Translating: "The bank near the river is steep"
              ↓
When generating "bank", the model should attend to "river" and "steep"
— not "the" or "near" — to resolve the sense (financial vs riverbank)

Attention scores for word "bank":
  the:   0.05
  bank:  0.15  (itself)
  near:  0.06
  the:   0.05
  river: 0.52  ← most relevant
  is:    0.07
  steep: 0.10  ← also relevant

This context-dependent weighting allows the model to select relevant information dynamically, based on the current query position.


What Attention Computes

Attention takes three inputs — Query (Q), Key (K), Value (V) — and produces a weighted sum:

Attention(Q, K, V) = softmax(QKᵀ / √dₖ) · V

Steps:
1. Compute similarity scores: S = QKᵀ           (dot product of query with all keys)
2. Scale:                      S = S / √dₖ       (prevent vanishing gradients)
3. Normalize to probabilities: A = softmax(S)    (attention weights, sum to 1)
4. Weighted sum of values:     Output = A · V    (blend values by relevance)

The output at each position is a weighted combination of all value vectors, where the weights depend on how similar each key is to the query.


Attention vs RNNs

| Property | RNN/LSTM | Attention | |----------|----------|-----------| | Path length (token i → token j) | O(n) steps | O(1) — direct | | Parallelism | Sequential (can't parallelize) | Fully parallel | | Long-range dependencies | Poor (gradient vanishing) | Excellent (direct connection) | | Computational cost | O(n) | O(n²) |

The quadratic cost O(n²) is the main weakness of attention — for very long sequences, it becomes expensive. Various efficient attention variants (sparse attention, flash attention, linear attention) address this.
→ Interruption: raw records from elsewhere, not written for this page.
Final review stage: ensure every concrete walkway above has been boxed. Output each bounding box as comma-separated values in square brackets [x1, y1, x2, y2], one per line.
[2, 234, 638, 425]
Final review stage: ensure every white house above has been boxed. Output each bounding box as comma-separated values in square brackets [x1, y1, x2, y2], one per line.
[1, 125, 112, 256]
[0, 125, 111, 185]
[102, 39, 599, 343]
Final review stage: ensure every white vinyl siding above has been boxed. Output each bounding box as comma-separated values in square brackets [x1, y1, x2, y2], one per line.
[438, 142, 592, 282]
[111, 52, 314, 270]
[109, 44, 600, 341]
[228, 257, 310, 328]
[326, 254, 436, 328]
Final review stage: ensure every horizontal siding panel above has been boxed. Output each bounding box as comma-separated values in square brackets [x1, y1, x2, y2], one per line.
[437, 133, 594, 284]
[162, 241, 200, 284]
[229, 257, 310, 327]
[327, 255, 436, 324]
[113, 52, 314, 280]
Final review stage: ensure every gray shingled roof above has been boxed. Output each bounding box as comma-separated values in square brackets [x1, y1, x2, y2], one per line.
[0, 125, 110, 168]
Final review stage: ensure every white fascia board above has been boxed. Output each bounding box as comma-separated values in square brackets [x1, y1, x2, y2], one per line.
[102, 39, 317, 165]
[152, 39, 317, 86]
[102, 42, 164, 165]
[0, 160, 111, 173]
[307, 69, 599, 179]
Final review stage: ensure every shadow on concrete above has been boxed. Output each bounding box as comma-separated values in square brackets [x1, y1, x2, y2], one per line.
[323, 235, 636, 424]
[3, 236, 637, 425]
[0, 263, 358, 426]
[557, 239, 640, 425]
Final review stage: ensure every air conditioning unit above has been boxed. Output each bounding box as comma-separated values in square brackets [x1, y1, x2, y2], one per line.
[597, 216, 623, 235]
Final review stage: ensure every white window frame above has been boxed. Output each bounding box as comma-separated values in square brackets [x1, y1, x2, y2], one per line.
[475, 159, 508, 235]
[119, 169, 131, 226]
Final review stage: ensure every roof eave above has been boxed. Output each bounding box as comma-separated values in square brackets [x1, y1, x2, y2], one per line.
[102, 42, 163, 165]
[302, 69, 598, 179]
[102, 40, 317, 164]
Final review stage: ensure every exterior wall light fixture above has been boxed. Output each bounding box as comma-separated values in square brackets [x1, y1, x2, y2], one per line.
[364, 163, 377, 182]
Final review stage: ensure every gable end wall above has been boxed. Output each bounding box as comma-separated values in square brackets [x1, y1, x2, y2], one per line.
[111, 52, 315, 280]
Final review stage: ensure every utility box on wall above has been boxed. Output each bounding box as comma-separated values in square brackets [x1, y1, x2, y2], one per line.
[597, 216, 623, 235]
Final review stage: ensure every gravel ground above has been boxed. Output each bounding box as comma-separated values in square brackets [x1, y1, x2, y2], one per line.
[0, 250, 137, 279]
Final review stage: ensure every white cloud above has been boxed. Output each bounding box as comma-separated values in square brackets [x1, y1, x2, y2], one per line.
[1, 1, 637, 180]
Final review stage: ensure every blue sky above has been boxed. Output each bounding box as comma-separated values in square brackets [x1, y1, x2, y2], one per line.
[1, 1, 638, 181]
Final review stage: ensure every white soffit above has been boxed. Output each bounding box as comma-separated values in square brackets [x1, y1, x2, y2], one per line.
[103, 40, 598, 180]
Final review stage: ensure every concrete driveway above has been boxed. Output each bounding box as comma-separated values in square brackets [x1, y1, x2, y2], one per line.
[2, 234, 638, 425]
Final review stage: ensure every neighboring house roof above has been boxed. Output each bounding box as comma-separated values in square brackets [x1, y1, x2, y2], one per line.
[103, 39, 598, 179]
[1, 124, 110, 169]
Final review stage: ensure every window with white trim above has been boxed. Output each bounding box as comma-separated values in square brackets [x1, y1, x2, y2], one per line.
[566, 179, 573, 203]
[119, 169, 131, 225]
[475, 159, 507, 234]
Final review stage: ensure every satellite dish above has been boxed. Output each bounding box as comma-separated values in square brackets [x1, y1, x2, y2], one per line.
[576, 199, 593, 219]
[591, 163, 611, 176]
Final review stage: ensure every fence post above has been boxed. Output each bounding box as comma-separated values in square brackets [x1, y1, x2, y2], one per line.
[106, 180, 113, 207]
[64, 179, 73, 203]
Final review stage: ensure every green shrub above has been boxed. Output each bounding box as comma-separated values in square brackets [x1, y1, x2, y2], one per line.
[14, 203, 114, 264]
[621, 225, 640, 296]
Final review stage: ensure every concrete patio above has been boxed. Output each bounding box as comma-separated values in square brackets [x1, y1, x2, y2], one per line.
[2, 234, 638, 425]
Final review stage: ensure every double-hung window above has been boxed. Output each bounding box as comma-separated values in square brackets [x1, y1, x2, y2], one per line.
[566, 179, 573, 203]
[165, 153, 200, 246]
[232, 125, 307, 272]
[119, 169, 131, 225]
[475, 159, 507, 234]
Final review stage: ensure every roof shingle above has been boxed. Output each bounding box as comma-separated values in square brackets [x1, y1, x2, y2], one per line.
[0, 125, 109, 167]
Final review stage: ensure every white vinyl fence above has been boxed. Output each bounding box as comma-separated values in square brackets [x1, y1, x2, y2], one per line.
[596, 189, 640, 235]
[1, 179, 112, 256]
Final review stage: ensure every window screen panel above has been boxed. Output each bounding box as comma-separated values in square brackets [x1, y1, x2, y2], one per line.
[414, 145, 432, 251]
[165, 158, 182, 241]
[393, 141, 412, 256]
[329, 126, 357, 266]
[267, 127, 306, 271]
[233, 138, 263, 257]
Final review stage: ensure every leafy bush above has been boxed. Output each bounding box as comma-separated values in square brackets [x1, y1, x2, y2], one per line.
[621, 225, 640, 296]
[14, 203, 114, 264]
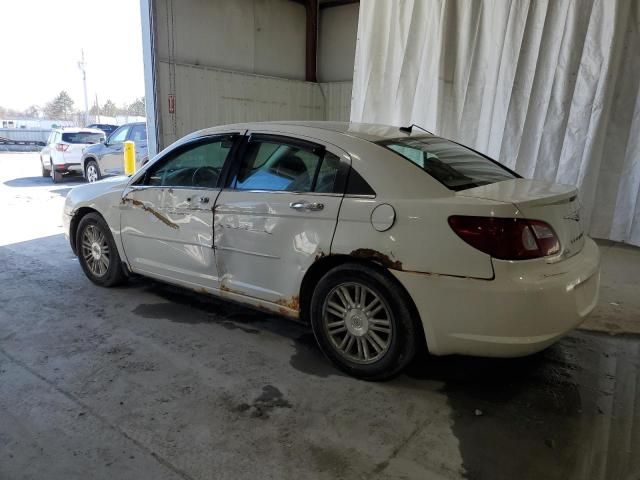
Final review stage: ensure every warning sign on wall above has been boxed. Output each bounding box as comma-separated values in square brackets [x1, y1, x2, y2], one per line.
[168, 94, 175, 114]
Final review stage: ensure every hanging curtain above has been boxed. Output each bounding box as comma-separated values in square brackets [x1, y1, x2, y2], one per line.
[351, 0, 640, 246]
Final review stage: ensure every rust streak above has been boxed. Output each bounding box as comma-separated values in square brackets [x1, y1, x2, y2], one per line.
[123, 197, 179, 230]
[275, 296, 300, 312]
[350, 248, 403, 271]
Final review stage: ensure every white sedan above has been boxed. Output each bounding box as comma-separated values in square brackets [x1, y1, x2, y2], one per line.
[63, 122, 600, 379]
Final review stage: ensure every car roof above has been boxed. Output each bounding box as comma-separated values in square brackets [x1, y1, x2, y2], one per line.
[196, 121, 433, 143]
[56, 127, 105, 134]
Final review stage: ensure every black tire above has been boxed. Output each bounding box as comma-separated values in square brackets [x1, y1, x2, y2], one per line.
[76, 213, 126, 287]
[310, 263, 419, 380]
[41, 157, 50, 177]
[51, 168, 63, 183]
[85, 159, 101, 183]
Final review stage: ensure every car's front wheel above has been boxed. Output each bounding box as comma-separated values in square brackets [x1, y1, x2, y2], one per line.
[85, 159, 101, 183]
[310, 263, 419, 380]
[76, 213, 126, 287]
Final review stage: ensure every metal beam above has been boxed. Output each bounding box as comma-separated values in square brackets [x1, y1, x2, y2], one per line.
[320, 0, 359, 9]
[304, 0, 318, 82]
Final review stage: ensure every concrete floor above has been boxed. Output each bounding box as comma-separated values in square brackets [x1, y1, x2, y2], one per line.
[1, 153, 639, 480]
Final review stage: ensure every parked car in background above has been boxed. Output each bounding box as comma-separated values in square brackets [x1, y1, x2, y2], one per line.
[81, 122, 148, 183]
[40, 127, 105, 183]
[63, 121, 600, 380]
[86, 123, 119, 136]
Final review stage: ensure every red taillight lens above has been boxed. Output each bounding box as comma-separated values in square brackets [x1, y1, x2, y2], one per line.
[448, 216, 560, 260]
[55, 143, 69, 152]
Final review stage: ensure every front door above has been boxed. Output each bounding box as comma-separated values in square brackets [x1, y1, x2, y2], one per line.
[214, 133, 349, 315]
[121, 135, 238, 289]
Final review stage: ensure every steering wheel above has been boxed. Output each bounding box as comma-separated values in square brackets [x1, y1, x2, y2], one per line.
[191, 166, 219, 187]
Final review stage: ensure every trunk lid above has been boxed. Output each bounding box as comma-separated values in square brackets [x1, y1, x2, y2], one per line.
[457, 179, 585, 259]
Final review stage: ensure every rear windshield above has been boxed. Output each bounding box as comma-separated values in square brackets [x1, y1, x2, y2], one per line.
[377, 136, 517, 191]
[62, 132, 104, 144]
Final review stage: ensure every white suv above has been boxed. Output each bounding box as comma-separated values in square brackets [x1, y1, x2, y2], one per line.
[40, 128, 105, 183]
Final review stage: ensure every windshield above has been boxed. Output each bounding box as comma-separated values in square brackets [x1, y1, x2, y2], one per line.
[377, 136, 517, 191]
[62, 132, 104, 144]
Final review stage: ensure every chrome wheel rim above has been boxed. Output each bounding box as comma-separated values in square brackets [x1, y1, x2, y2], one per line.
[86, 165, 98, 183]
[322, 282, 393, 364]
[81, 225, 110, 277]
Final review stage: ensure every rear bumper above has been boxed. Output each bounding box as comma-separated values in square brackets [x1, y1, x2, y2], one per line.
[53, 162, 82, 173]
[392, 237, 601, 357]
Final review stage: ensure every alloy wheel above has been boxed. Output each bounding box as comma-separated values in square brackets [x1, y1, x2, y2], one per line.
[322, 282, 393, 364]
[81, 224, 110, 277]
[86, 164, 98, 183]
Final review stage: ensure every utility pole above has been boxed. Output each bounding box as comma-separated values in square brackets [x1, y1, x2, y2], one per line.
[78, 49, 89, 126]
[95, 93, 100, 123]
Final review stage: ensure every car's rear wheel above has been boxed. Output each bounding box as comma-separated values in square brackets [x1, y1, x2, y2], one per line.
[40, 157, 50, 177]
[76, 213, 126, 287]
[51, 168, 62, 183]
[85, 160, 101, 183]
[310, 263, 419, 380]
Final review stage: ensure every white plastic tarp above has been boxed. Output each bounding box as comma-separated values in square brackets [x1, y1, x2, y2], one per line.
[351, 0, 640, 246]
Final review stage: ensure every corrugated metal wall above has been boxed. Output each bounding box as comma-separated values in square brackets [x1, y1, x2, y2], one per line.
[158, 61, 352, 147]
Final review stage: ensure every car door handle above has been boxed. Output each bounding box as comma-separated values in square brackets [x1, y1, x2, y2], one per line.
[289, 200, 324, 211]
[199, 196, 210, 204]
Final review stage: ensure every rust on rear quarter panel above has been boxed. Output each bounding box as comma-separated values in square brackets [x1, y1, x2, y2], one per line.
[350, 248, 403, 271]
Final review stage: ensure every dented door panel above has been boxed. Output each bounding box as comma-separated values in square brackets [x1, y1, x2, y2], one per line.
[121, 186, 220, 287]
[214, 191, 342, 315]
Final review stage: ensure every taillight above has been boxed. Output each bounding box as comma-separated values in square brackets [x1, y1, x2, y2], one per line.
[55, 143, 69, 152]
[448, 216, 560, 260]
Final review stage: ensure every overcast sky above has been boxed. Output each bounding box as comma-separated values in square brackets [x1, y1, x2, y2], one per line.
[1, 0, 145, 112]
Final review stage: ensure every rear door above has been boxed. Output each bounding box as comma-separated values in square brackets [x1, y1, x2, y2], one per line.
[101, 125, 130, 174]
[121, 134, 239, 288]
[213, 132, 349, 315]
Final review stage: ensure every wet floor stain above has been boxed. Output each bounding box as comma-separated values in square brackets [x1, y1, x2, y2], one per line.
[234, 385, 292, 419]
[402, 332, 640, 480]
[289, 332, 346, 378]
[132, 302, 261, 334]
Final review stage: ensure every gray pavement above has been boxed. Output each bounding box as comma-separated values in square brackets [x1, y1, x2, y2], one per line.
[1, 153, 639, 480]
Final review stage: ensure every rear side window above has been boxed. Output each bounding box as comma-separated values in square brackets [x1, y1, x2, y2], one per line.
[378, 136, 516, 191]
[62, 132, 104, 144]
[233, 138, 342, 193]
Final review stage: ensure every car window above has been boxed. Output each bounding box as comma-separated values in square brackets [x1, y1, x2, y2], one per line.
[129, 125, 147, 142]
[61, 132, 104, 144]
[233, 139, 339, 193]
[47, 132, 56, 144]
[146, 137, 234, 188]
[108, 126, 129, 144]
[378, 136, 517, 191]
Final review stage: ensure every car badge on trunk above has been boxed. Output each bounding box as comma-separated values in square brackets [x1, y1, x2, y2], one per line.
[564, 211, 580, 222]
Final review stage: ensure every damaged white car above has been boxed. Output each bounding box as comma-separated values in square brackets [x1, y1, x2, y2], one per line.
[64, 121, 600, 379]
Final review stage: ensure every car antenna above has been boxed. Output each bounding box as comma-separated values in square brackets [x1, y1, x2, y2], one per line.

Self-Attention vs Cross-Attention

Self-attention: Q, K, V all come from the same sequence. → Used in: encoder layers, decoder layers (masked) → Purpose: model relationships within the same sequence

Cross-attention: Q comes from one sequence, K and V from another. → Used in: encoder-decoder models (e.g., T5, original Transformer) → Purpose: model relationships between sequences (e.g., source and target in translation)


Interview Answer

"Attention is a mechanism that computes, for each output position, a weighted sum of all input representations. The weights are computed by comparing a Query vector (what we're looking for) against Key vectors (what's available), normalised with softmax. The corresponding Value vectors are then blended by these weights. This gives the model direct O(1) access to any input position regardless of distance, solving the long-range dependency problem that plagued RNNs."